The best album openers are the songs that full-on kick you in teeth the second that first note hits. Or maybe they’re the ones that build up tension through an extended and mega-creepy metal intro, before ramping a record into overdrive.
Either way you roll, one thing’s for sure: You’ve only got one shot at starting your record right. Metal bands need a memorable track one, otherwise the album could be dead on arrival.
With all that in mind, we asked Revolver readers to tee up their picks for the best album-opening song of all time. The top-five vote-getters are ranked accordingly below.

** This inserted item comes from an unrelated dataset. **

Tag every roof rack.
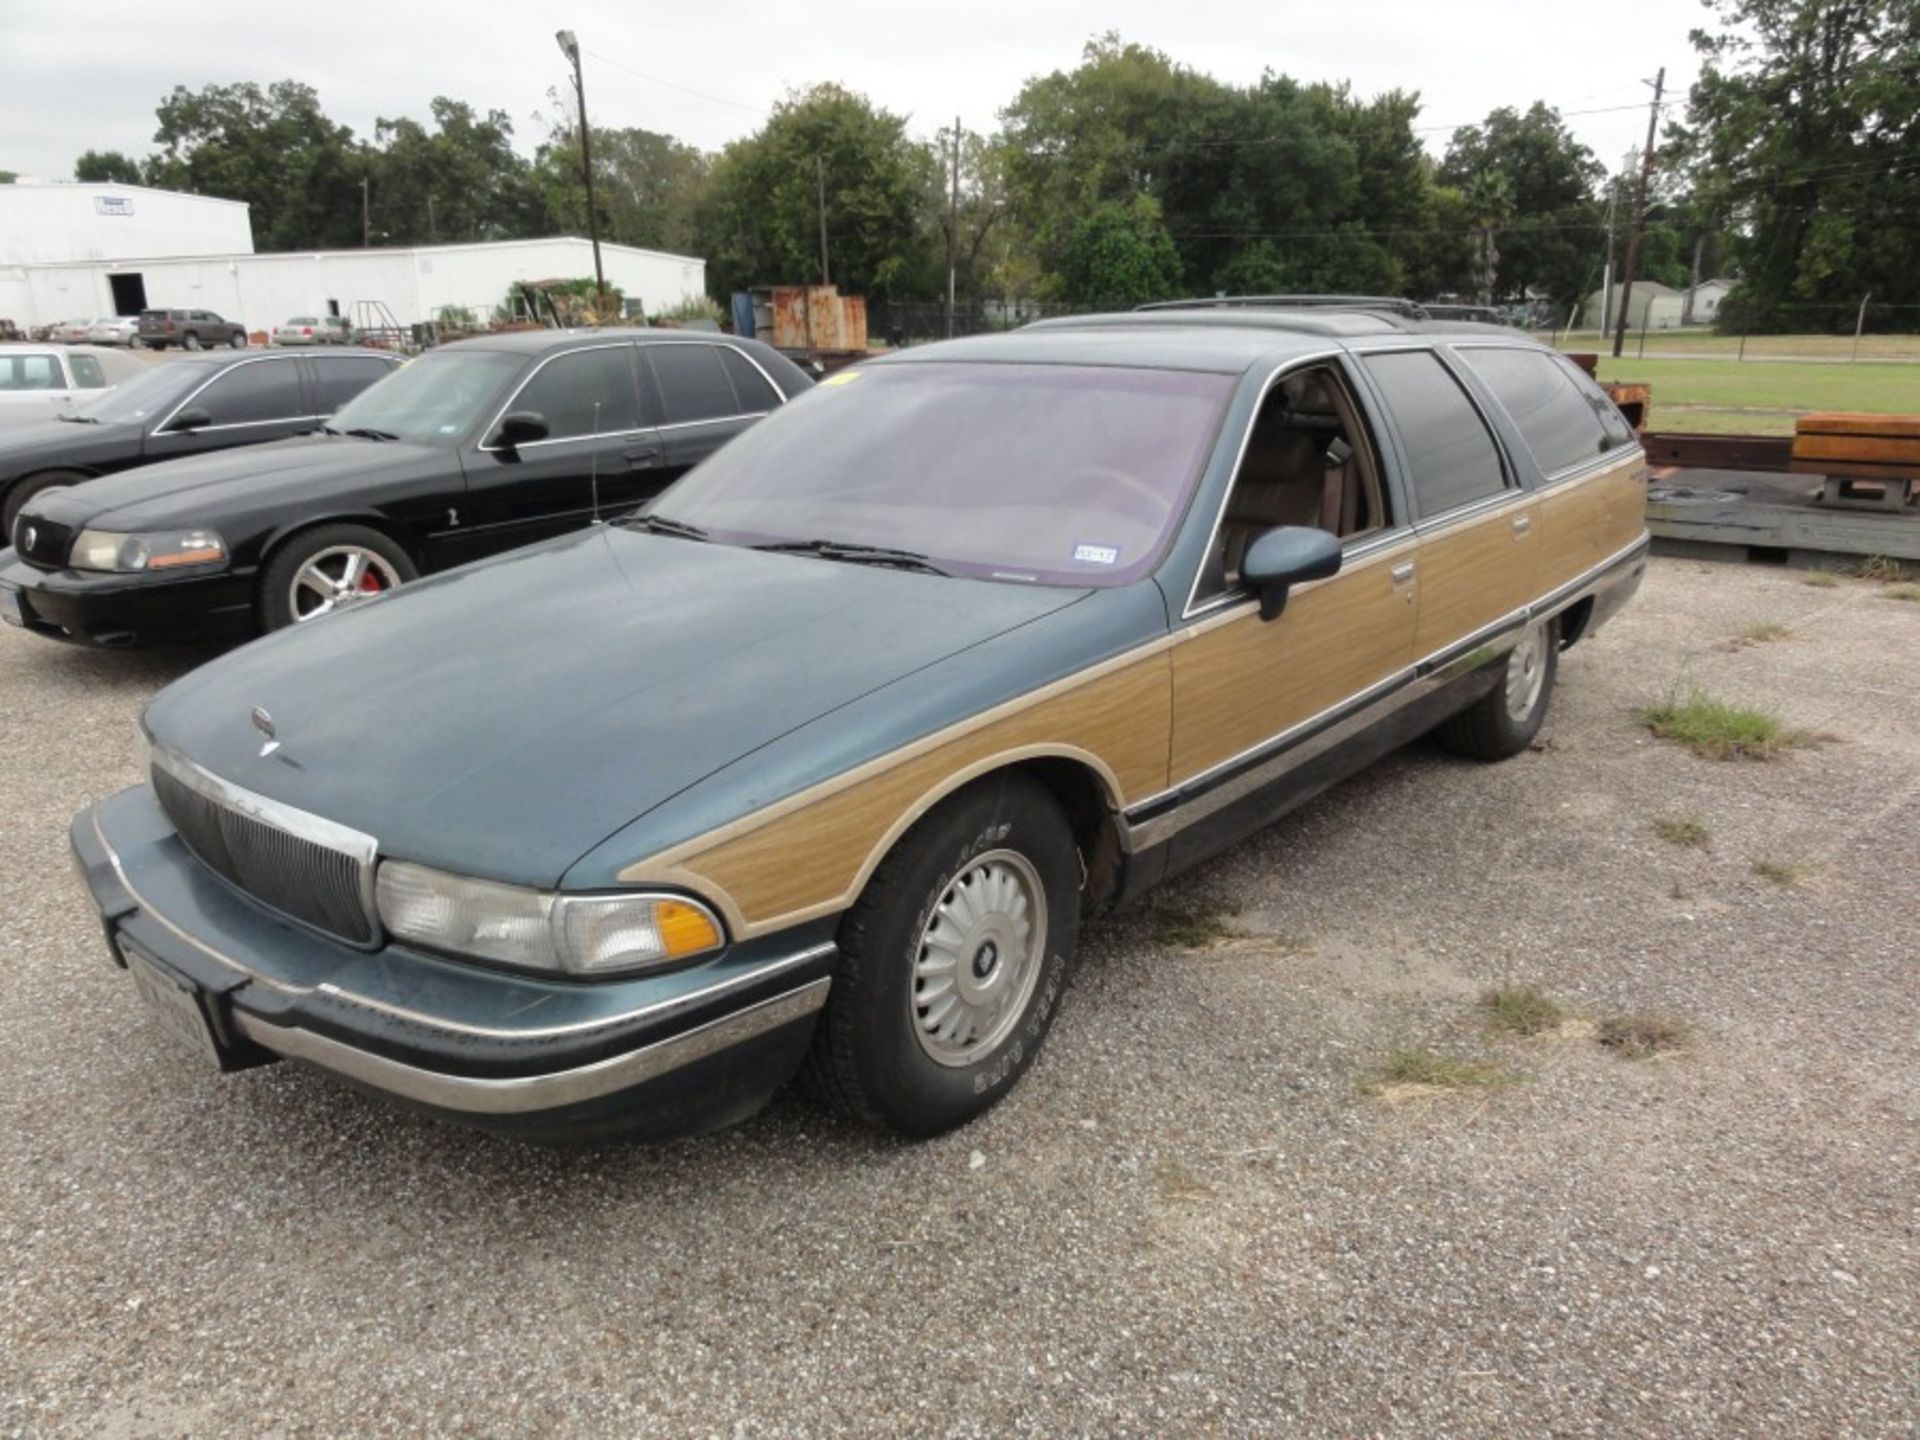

Brann Dailor not only dreamed up the literary bent to Mastodon’s Moby Dick-themed Leviathan, but the drummer-vocalist also wrote the maelstrom of herky-jerked riffs that kicks off the record’s opening “Blood and Thunder.” And it’s a hell of a way to get things started.
Mastodon’s sophomore full-length leveled up the intensity and intrigue of thet Georgia quarte’s oftentimes cerebral prog-sludge, though “Blood and Thunder” is a deceptively complex piece disguising its trickiest syncopation within a relentlessly fist-pumping drive.
A strong case could be made that Metallica should pretty well fill this whole list with the jaw-dropping run of intro tracks that filled their classic period. “Fight Fire with Fire”? The shape of thrash to come, circa ’84. “Battery”? Effortlessly raging as its name suggested. And don’t even get us started on how the arena-ready chug of “Enter Sandman” changed the game forevermore.